Мы идем на площадку. Там множество детей. Каждому ребенку дают мешок. Надо влезть в этот мешок и завязать его на груди.
Вот мешки завязаны. И дети в мешках поставлены на белую черту.
Кто-то машет флагом и кричит: «Бегите!» Путаясь в мешках, мы бежим. Многие дети падают и ревут. Некоторые из них поднимаются и с плачем бегут дальше. Я тоже чуть не падаю. Но потом, ухитрившись, быстро передвигаюсь в этом своем мешке.
Я первый подхожу к столу. Играет музыка. И все хлопают. И мне дают коробку мармелада, флажок и книжку с картинками.
Я подхожу к матери, прижимая подарки к своей груди.
На скамейке мама приводит меня в порядок. Она причесывает мне волосы и платком вытирает мое запачканное лицо.
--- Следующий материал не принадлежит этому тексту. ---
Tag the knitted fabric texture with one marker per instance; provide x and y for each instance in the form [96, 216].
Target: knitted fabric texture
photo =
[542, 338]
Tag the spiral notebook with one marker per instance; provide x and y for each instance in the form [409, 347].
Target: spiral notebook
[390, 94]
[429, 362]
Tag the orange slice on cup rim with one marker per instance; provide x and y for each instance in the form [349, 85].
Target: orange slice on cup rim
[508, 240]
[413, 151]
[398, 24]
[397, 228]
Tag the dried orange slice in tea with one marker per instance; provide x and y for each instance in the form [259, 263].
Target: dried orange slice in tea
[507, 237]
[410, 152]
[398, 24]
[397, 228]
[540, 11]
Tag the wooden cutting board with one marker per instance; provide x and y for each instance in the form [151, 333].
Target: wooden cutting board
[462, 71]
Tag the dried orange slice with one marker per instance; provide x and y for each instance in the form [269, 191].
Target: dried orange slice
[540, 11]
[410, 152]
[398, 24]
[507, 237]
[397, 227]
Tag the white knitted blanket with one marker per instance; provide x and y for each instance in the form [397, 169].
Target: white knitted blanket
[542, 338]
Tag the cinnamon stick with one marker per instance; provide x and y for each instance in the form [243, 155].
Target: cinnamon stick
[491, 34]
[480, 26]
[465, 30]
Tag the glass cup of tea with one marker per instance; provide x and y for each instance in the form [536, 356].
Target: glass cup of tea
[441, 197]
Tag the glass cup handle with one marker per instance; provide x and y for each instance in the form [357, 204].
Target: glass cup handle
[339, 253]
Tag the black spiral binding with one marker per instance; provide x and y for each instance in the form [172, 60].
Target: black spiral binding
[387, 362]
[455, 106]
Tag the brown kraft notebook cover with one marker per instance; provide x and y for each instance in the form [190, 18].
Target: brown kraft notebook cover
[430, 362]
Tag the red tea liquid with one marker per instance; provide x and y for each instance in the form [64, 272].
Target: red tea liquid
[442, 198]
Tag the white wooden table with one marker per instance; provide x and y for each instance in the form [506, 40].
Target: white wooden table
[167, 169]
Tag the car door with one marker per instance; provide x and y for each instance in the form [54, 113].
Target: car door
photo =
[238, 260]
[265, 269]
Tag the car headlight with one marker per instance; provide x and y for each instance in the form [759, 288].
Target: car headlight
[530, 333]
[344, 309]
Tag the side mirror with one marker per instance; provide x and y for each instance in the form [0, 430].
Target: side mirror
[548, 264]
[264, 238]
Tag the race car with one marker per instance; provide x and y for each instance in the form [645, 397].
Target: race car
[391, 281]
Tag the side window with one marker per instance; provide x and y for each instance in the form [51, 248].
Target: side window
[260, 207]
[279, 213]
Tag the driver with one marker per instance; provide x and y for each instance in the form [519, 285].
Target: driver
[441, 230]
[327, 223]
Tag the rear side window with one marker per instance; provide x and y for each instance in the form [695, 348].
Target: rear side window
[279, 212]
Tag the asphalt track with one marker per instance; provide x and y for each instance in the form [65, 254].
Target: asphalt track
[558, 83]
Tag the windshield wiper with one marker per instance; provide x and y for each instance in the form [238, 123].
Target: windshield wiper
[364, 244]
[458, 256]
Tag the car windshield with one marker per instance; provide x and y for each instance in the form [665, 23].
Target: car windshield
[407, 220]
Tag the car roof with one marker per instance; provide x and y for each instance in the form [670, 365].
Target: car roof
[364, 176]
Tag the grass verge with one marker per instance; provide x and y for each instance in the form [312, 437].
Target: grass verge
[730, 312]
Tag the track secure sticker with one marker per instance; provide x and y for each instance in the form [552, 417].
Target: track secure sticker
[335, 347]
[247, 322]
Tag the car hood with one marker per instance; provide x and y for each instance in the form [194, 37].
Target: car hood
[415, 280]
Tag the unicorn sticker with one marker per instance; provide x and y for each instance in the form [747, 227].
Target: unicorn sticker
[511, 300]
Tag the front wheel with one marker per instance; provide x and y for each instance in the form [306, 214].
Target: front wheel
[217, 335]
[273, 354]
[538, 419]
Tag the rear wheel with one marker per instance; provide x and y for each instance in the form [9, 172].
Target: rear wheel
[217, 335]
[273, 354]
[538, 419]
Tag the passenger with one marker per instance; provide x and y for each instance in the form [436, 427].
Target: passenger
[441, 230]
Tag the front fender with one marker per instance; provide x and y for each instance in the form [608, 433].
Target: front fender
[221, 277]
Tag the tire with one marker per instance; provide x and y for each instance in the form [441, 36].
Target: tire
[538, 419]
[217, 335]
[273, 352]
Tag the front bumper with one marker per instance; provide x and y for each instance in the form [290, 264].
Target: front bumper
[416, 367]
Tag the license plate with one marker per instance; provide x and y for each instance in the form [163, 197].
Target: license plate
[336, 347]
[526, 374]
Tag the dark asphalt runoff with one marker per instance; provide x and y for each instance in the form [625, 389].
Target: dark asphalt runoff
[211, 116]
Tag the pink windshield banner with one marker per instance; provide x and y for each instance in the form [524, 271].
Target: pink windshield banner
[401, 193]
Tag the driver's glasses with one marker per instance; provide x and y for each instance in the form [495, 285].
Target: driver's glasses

После этого мы идем смотреть обезьян.
Интересно, кушают ли обезьяны мармелад? Надо их угостить.
Я хочу угостить обезьян мармеладом, но вдруг вижу, что в моих руках нет коробки…
Мама говорит:
— Наверное, мы коробку оставили на скамейке.
Я бегу к скамейке. Но там уже нет моей коробки с мармеладом.
Я плачу так, что обезьяны обращают на меня внимание.
Мама говорит:
— Наверное, украли нашу коробку. Ничего. Я тебе куплю другую.
— Я эту хочу! — кричу я так громко, что тигр вздрагивает и слон поднимает хобот.
НА БЕРЕГУ
Мы на даче. Играем на берегу. Вдруг моя старшая сестра Леля кричит:
— Господа, Юля потонула!
Я смотрю но сторонам. Действительно, нигде нет моей младшей сестренки Юли.
Леля кричит:
— Так и есть! Вот ее шляпа плывет по воде.
Что есть духу я бегу к нашей даче. Кричу:
— Мама! Юля утонула.
Мама бежит к реке так, что я еле поспеваю за ней.
Увидев, что Юлина шляпа плывет по воде, мама падает в обморок.
В это время Леля кричит:
— Нет, господа, Юля не потонула. Вот она плывет на лодке. Она хочет догнать свою шляпу.